We review the court's award of support under an abuse of discretion standard. We will thus not disturb a court's award of support unless it is "manifestly unreasonable, arbitrary, or clearly contrary to reason or to the evidence, or the result of whim or caprice." Gotlib v. Gotlib, 399 N.J. Super. 295, 309 (App. Div. 2008); Raynor v. Raynor, 319 N.J. Super. 591, 605 (App. Div. 1999).

Against this standard of review, we find no basis to overturn the court's award of $100 per week for the two children. In reaching her decision, the motion judge specifically considered several of the statutory factors in N.J.S.A. 2A:34-23(a). The Judge reviewed the monthly expenses of the children, the household maintenance expenses, both children's income from their part-time employment, and both parties' current income.


Under the JOD, plaintiff is required to pay one half of the children's outstanding dental bills over $250 which are not covered by insurance. In this context, we next consider defendant's argument challenging the court's ruling allocating dental expenses incurred by the children.

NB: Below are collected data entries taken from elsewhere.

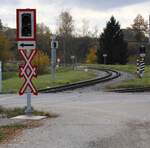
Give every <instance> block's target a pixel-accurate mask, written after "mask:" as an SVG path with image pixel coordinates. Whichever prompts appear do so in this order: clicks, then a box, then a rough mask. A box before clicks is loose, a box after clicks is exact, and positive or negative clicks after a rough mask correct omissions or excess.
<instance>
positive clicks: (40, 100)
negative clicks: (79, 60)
mask: <svg viewBox="0 0 150 148" xmlns="http://www.w3.org/2000/svg"><path fill="white" fill-rule="evenodd" d="M126 77H129V76H128V75H123V76H122V77H121V78H119V79H121V80H123V79H125V78H126ZM119 79H117V80H113V81H112V82H109V83H107V85H109V84H110V83H116V82H117V81H120V80H119ZM104 85H106V84H97V85H95V86H91V87H88V88H81V89H77V90H74V91H68V92H62V93H56V94H55V93H52V94H39V95H38V96H37V97H32V105H33V107H34V108H36V109H40V110H45V111H50V112H54V113H57V114H59V115H60V116H59V117H58V118H55V119H54V118H53V119H47V120H44V125H43V126H40V127H38V128H34V129H28V130H24V132H23V134H22V135H21V136H20V137H17V138H16V139H14V140H13V141H11V142H10V143H9V144H5V145H0V148H149V147H150V93H128V94H125V93H124V94H121V93H120V94H119V93H110V92H103V91H102V89H103V86H104ZM0 105H3V106H5V107H16V106H18V107H22V106H25V105H26V96H22V97H20V96H18V95H0Z"/></svg>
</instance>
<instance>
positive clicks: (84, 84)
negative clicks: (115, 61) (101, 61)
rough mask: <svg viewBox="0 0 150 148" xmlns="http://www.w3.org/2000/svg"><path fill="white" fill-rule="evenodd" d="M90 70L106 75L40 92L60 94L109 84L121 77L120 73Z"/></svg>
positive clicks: (100, 70) (96, 70) (108, 70)
mask: <svg viewBox="0 0 150 148" xmlns="http://www.w3.org/2000/svg"><path fill="white" fill-rule="evenodd" d="M88 69H89V70H95V71H104V72H105V73H106V75H105V76H103V77H97V78H94V79H90V80H86V81H80V82H76V83H71V84H67V85H63V86H56V87H51V88H46V89H41V90H39V92H40V93H55V92H60V91H66V90H73V89H76V88H81V87H86V86H90V85H94V84H97V83H103V82H107V81H110V80H113V79H115V78H118V77H119V76H120V73H119V72H118V71H114V70H111V69H99V68H91V67H88Z"/></svg>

The dental bills at issue totaled approximately $1600; defendant claims that plaintiff is responsible for $672.50.

Plaintiff argues that the trial court properly ordered him to pay the outstanding bills pending proof that the insurance company will not cover the disputed expenses. Toward that end, the court directed the children to execute the appropriate releases and authorizations to permit plaintiff to communicate directly with the insurance company. According to plaintiff, releases, completed and signed by the children, have not been returned to him.

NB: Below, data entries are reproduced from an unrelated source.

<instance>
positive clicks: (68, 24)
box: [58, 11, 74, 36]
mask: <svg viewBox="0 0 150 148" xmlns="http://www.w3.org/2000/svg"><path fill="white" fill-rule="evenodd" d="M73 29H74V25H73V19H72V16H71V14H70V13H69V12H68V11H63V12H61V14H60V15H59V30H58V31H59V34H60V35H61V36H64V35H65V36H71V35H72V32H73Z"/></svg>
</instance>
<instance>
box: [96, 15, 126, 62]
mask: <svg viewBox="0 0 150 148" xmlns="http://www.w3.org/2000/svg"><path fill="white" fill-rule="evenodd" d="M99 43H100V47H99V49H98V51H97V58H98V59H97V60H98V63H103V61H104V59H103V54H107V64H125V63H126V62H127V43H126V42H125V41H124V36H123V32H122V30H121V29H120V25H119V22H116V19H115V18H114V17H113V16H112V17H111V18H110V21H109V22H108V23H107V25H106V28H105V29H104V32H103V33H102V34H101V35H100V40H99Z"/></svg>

The trial court ordered plaintiff to pay $672.50 for the outstanding dental bills within thirty days of the hearing "if it is determined that the amount is not covered by insurance." The court modified the order at a later point to allow plaintiff access to the children's dental insurance records in order to determine what, if any, charges remained outstanding.

Based on these facts, we discern no basis to interfere with, or otherwise reverse, the trial court's ruling. See Dolce, supra, 383 N.J. Super. at 19 (recognizing the inherent equitable powers of the Family Part). Defendant has not shown an abuse of discretion by the trial court.


The remaining arguments lack sufficient merit to warrant discussion in a written opinion. R. 2:11-3(e)(1)(E). The judgment of the trial court fixing the dates of emancipation for the children identified here as Tom and Charlotte is remanded for the court to make the necessary findings consistent with its opinion. The balance of the court's judgment as discussed herein is affirmed. We do not retain jurisdiction.